Homeland Security Joins NSA In Urging Windows Users To Patch BlueKeep Worm Vulnerability ASAP
Earlier this month, the National Security Agency (NSA) issued a warning to Windows users -- especially businesses running older versions of Windows -- to patch their systems against the BlueKeep wormable exploit. At the time, the NSA wrote, "NSA is concerned that malicious cyber actors will use the vulnerability in ransomware and exploit kits containing other known exploits, increasing capabilities against other unpatched systems."

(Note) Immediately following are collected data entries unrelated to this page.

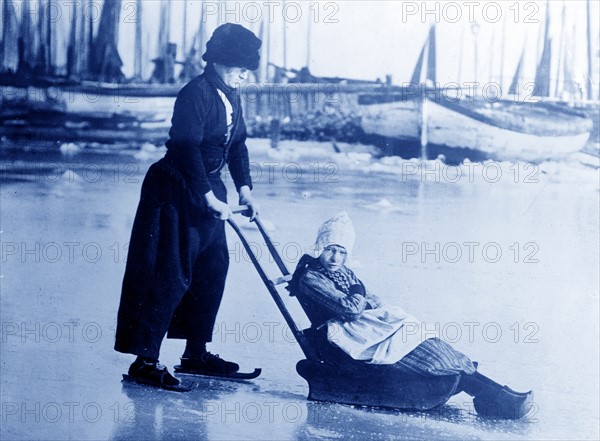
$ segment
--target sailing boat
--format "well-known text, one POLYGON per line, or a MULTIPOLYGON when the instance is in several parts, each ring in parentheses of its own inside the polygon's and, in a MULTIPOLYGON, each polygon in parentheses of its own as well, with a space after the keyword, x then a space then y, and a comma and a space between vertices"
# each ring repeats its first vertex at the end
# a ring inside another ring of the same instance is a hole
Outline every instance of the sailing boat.
POLYGON ((421 155, 423 100, 427 89, 435 84, 435 58, 435 27, 432 26, 410 86, 387 87, 384 92, 359 96, 361 128, 367 135, 366 141, 378 145, 384 155, 421 155))
MULTIPOLYGON (((547 49, 546 58, 549 53, 547 49)), ((435 31, 432 27, 415 67, 413 84, 423 84, 425 71, 426 81, 435 84, 434 62, 435 31), (428 67, 425 70, 426 53, 428 67)), ((549 76, 546 77, 549 81, 549 76)), ((435 88, 424 88, 423 93, 428 109, 427 153, 431 158, 444 154, 451 162, 467 157, 471 160, 532 162, 560 159, 580 150, 592 129, 592 121, 584 114, 544 102, 489 102, 482 97, 456 100, 435 88)), ((396 148, 401 156, 419 156, 417 142, 421 122, 418 98, 414 95, 404 100, 394 100, 391 96, 388 99, 393 102, 389 103, 373 104, 372 100, 361 100, 364 105, 363 130, 403 141, 396 148)))

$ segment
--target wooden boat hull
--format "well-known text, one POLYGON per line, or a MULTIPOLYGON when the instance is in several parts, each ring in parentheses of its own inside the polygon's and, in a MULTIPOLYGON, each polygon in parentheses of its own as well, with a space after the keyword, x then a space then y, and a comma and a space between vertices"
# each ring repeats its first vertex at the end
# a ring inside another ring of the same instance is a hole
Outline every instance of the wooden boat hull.
MULTIPOLYGON (((464 155, 463 159, 472 160, 472 152, 498 160, 555 160, 582 149, 592 130, 589 118, 557 108, 548 110, 543 103, 494 107, 482 100, 438 101, 424 104, 429 153, 464 155)), ((417 100, 361 106, 364 132, 399 141, 395 154, 400 156, 412 157, 418 151, 421 117, 417 100)))
POLYGON ((369 135, 417 140, 421 126, 419 103, 407 100, 362 106, 361 126, 369 135))
MULTIPOLYGON (((545 134, 543 129, 526 133, 494 125, 434 101, 428 101, 426 105, 427 133, 431 144, 477 150, 493 159, 533 162, 561 159, 581 150, 591 131, 590 124, 581 127, 580 131, 559 131, 549 126, 545 134)), ((565 114, 565 118, 568 115, 565 114)), ((541 125, 543 121, 538 119, 525 123, 522 128, 532 128, 535 123, 541 125)))
POLYGON ((170 124, 113 113, 68 113, 6 108, 0 111, 0 136, 60 142, 163 144, 170 124))
POLYGON ((342 368, 300 360, 296 371, 308 382, 309 400, 401 410, 430 410, 456 393, 459 375, 408 375, 389 366, 342 368))

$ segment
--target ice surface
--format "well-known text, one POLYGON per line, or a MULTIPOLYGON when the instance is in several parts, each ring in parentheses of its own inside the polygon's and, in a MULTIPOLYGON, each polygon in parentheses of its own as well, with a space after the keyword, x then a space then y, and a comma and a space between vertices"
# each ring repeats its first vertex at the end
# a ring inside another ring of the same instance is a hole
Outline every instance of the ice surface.
MULTIPOLYGON (((155 152, 85 146, 68 158, 32 149, 2 159, 2 440, 598 439, 597 168, 575 158, 445 168, 326 143, 249 148, 255 196, 289 267, 320 223, 346 210, 368 289, 439 324, 484 374, 533 389, 532 417, 480 419, 464 394, 429 413, 307 401, 302 353, 232 232, 210 349, 263 374, 201 380, 187 394, 121 384, 132 357, 113 351, 114 324, 155 152)), ((269 264, 259 236, 244 232, 269 264)), ((182 350, 165 340, 161 362, 172 367, 182 350)))

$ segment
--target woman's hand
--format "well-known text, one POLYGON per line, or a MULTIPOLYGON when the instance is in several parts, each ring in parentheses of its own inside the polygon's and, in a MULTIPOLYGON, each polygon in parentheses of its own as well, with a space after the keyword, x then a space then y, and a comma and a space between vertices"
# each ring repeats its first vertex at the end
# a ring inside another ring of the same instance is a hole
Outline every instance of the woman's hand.
POLYGON ((247 205, 248 210, 244 211, 242 214, 246 217, 250 218, 250 221, 253 221, 256 216, 258 216, 259 207, 258 203, 252 197, 252 192, 250 187, 244 185, 240 187, 240 205, 247 205))
POLYGON ((204 199, 206 201, 208 210, 213 214, 214 217, 221 220, 227 220, 233 215, 229 205, 217 199, 212 190, 204 195, 204 199))

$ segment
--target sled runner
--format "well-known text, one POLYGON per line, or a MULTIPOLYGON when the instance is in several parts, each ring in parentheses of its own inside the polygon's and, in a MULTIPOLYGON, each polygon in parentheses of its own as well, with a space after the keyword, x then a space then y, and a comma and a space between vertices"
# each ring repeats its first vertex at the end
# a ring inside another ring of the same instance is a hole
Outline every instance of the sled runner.
MULTIPOLYGON (((243 206, 233 210, 234 213, 243 211, 245 211, 243 206)), ((443 405, 456 393, 460 379, 458 374, 425 377, 418 374, 406 374, 385 365, 357 362, 349 357, 347 363, 329 359, 326 356, 327 350, 323 351, 317 342, 319 330, 313 327, 299 329, 281 298, 278 288, 286 286, 291 280, 292 274, 273 245, 260 219, 256 217, 253 222, 282 274, 281 277, 275 279, 268 277, 237 223, 231 218, 227 222, 239 236, 250 260, 306 357, 305 360, 297 363, 296 371, 308 383, 309 400, 402 410, 429 410, 443 405)), ((335 351, 331 348, 329 350, 335 351)))

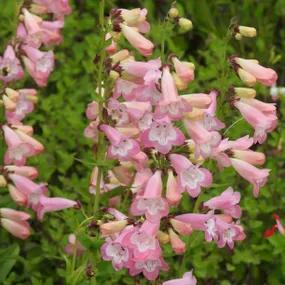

Now the Cybersecurity and Infrastructure Security Agency (CISA) – the cybersecurity wing of the Department of Homeland Security -- is issuing its own warning about BlueKeep and the danger it poses to unpatched Windows systems. As we've previously reported, BlueKeep takes advantage of a vulnerability in the Remote Desktop Protocol (RDP) which allow an attacker to send malformed packets to a system to perform remote code execution.
According to CISA, it worked with outside partners to demonstrate that it's possible to run remote code on Windows 2000 systems with BlueKeep. However, considering that Windows 2000 is two decades old at this point, it shouldn't be too surprising that internet-facing machines running this OS would be susceptible to such a wormable exploit. Operating systems of similar vintage, including Windows XP, are also vulnerable without a patch (which you can download directly from Microsoft).
As a wormable exploit, the attacker only needs access to one system on a network, and is then able to propagate quickly throughout the network to other PCs further spreading the infection.
"CISA encourages users and administrators review the Microsoft Security Advisory and the Microsoft Customer Guidance for CVE-2019-0708 and apply the appropriate mitigation measures as soon as possible," CISA writes in its alert.
Although Microsoft hasn't released patches for Windows 2000 given its age, it has done so for Windows Vista, Windows XP, and Windows Server 2003. If you're still running Windows 2000, now might be a time to seek newer alternatives (a la Windows 10).